Journal of Northeast Texas Archaeology




"I had a farm in Africa," the opening line of the movie Out of Africa, always reminds me of my little farm in East Texas and what it has meant to me during the 25 years we have been associated. Owning land, particularly when you are relying on it to provide your livelihood, can be a very gratifying (and humbling) experience. Since the land and I are now enjoying a well-deserved rest, I have had time to reflect on our relationship and to wonder how people before me related to the land, especially on these upland settings. Why people choose to settle on any given landscape can be the result of a multitude of factors, environmental as well as social, political, or ideological. I know from scattered remains of tenant houses that my farm was cultivated before me at least back to the mid -19th century. While I have not conducted any formal archaeological survey of my 300 acres in Smith County, I have been observant as I have wandered around on my place. From time to time, as the surface has been exposed from farming or timber operations, I have noted artifacts indicating the presence of past occupations. I am sure as time goes on I will find other sites on my farm.

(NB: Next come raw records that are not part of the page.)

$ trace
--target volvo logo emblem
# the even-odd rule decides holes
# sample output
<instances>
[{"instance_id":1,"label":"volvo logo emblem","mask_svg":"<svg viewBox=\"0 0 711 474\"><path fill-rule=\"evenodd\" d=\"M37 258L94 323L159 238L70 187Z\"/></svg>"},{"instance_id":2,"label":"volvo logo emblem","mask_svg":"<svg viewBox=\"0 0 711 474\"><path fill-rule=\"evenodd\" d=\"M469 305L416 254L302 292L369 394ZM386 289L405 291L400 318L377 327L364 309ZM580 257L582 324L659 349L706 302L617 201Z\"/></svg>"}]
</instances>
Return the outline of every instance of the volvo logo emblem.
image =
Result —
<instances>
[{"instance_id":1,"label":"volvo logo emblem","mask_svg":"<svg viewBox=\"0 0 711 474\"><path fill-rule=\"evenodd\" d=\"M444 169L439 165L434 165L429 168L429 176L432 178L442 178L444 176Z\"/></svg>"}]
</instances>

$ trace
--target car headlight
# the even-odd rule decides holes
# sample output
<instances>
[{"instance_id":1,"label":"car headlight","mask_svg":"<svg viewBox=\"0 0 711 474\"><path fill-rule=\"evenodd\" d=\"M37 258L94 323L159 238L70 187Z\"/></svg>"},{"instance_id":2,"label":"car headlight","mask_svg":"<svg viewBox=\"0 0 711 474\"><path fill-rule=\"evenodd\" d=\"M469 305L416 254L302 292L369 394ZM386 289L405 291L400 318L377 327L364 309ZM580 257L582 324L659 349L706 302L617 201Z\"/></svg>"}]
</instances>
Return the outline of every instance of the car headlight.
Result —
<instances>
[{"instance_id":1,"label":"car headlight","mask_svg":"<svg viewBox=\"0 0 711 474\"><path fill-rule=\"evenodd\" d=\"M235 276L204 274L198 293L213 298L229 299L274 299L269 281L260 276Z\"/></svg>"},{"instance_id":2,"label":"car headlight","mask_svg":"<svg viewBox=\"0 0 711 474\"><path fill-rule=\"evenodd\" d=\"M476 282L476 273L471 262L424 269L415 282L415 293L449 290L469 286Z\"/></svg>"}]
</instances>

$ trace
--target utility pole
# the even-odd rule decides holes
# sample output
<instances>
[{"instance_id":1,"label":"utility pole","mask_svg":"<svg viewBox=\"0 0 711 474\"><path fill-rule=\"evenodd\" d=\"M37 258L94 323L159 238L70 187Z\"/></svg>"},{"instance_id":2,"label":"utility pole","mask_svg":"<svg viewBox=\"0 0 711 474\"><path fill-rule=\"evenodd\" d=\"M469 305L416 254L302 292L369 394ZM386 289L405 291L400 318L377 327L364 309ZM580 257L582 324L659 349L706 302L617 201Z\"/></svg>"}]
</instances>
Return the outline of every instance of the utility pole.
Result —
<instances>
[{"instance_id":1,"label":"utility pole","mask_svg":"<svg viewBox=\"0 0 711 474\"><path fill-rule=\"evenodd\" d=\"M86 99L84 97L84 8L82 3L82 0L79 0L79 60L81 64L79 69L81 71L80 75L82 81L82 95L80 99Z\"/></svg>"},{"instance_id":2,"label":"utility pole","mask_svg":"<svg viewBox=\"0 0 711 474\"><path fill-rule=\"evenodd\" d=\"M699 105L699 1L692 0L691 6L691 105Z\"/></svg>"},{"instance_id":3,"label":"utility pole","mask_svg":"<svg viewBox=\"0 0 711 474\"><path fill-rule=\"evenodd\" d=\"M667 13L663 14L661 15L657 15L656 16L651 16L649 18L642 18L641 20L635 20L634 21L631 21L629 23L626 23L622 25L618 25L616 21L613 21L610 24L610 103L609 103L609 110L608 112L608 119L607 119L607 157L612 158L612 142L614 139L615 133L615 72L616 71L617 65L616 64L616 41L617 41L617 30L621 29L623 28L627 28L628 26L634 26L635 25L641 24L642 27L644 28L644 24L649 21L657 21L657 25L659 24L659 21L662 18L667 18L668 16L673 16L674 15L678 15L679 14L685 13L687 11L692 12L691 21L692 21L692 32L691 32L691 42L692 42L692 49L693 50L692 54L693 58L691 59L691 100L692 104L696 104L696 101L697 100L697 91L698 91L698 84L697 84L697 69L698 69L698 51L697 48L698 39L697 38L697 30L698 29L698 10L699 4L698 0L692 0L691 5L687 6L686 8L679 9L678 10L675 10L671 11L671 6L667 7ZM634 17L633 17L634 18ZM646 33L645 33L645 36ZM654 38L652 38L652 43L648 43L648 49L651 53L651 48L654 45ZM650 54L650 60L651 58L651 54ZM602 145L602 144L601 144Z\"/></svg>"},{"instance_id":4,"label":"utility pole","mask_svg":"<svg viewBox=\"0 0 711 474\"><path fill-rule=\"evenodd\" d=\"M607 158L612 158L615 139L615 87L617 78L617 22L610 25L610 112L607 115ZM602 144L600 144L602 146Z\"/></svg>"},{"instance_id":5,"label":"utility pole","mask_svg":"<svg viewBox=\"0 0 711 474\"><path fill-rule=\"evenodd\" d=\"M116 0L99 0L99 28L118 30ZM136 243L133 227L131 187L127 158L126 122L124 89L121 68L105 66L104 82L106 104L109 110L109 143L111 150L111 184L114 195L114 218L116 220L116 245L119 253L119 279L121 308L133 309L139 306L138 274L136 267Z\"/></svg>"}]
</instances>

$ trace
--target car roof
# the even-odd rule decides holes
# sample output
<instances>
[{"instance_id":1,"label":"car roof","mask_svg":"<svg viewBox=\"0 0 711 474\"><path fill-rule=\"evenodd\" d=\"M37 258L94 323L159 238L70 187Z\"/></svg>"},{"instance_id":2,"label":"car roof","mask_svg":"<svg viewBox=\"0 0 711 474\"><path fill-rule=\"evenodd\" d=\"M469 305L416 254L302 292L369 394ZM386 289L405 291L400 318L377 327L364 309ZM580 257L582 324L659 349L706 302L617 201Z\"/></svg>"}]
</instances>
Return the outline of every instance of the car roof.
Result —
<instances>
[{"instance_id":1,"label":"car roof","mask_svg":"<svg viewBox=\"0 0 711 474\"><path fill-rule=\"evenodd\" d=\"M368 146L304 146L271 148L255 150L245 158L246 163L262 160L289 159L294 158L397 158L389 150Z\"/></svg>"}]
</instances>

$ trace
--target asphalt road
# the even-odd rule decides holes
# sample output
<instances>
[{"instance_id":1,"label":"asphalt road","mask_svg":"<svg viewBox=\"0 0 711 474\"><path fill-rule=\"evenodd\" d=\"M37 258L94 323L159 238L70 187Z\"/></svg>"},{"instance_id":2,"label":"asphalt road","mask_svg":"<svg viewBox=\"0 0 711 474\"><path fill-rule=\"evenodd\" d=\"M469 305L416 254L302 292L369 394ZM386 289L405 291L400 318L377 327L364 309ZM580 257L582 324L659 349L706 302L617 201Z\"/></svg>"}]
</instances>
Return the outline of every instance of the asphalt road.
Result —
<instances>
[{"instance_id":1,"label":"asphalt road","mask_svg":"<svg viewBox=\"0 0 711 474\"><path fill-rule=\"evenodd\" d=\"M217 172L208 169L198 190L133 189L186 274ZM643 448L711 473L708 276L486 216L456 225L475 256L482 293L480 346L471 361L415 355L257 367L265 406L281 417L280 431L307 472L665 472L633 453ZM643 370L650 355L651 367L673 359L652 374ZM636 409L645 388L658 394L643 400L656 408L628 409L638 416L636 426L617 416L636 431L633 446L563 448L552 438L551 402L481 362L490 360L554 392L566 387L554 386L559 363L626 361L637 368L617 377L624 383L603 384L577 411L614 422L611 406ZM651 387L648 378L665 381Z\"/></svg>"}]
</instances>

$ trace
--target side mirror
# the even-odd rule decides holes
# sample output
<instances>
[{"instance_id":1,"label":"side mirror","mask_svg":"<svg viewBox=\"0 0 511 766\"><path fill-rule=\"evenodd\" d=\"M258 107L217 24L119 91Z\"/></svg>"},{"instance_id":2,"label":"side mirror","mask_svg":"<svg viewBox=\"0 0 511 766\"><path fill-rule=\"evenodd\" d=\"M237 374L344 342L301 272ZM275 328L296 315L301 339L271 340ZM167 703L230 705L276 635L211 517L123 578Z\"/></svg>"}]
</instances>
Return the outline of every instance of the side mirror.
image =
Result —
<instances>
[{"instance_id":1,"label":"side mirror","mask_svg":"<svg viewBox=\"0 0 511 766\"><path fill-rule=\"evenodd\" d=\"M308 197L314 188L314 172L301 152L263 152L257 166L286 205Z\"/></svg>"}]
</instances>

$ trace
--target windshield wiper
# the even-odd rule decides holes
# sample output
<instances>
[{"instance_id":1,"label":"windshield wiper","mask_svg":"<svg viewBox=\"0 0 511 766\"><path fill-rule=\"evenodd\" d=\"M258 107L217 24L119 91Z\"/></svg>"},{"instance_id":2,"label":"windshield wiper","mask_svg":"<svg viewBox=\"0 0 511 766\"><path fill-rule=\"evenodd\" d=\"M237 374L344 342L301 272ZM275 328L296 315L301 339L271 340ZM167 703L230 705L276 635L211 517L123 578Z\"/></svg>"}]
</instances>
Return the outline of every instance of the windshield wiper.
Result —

As far as the archaeology on the Walters Farm, I would like to draw attention to what I believe was a substantial prehistoric occupation by peoples with a distinctive culture with a preference for upland settings on the landscape as well as a material culture represented by Williams, Palmillas, and Rice Lobed-like points, made from exotic cherts, and ground stone tools. To distinguish this unique archaeological assemblage I am calling this prehistoric occupation at sites the Browning phase. Browning phase sites are Archaic sites that occur on upland settings usually long distances from water and have a tool kit of large well-made square, expanding, and incurving (or bifurcated) base dart points including numerous examples of Williams, Palmillas, and Rice Lobed-like points. They are made predominately of exotic chert materials. Ground stone tools are found on Browning phase sites. The number of points at some of these locations certainly indicate a major occupation or a series of seasonal occupations.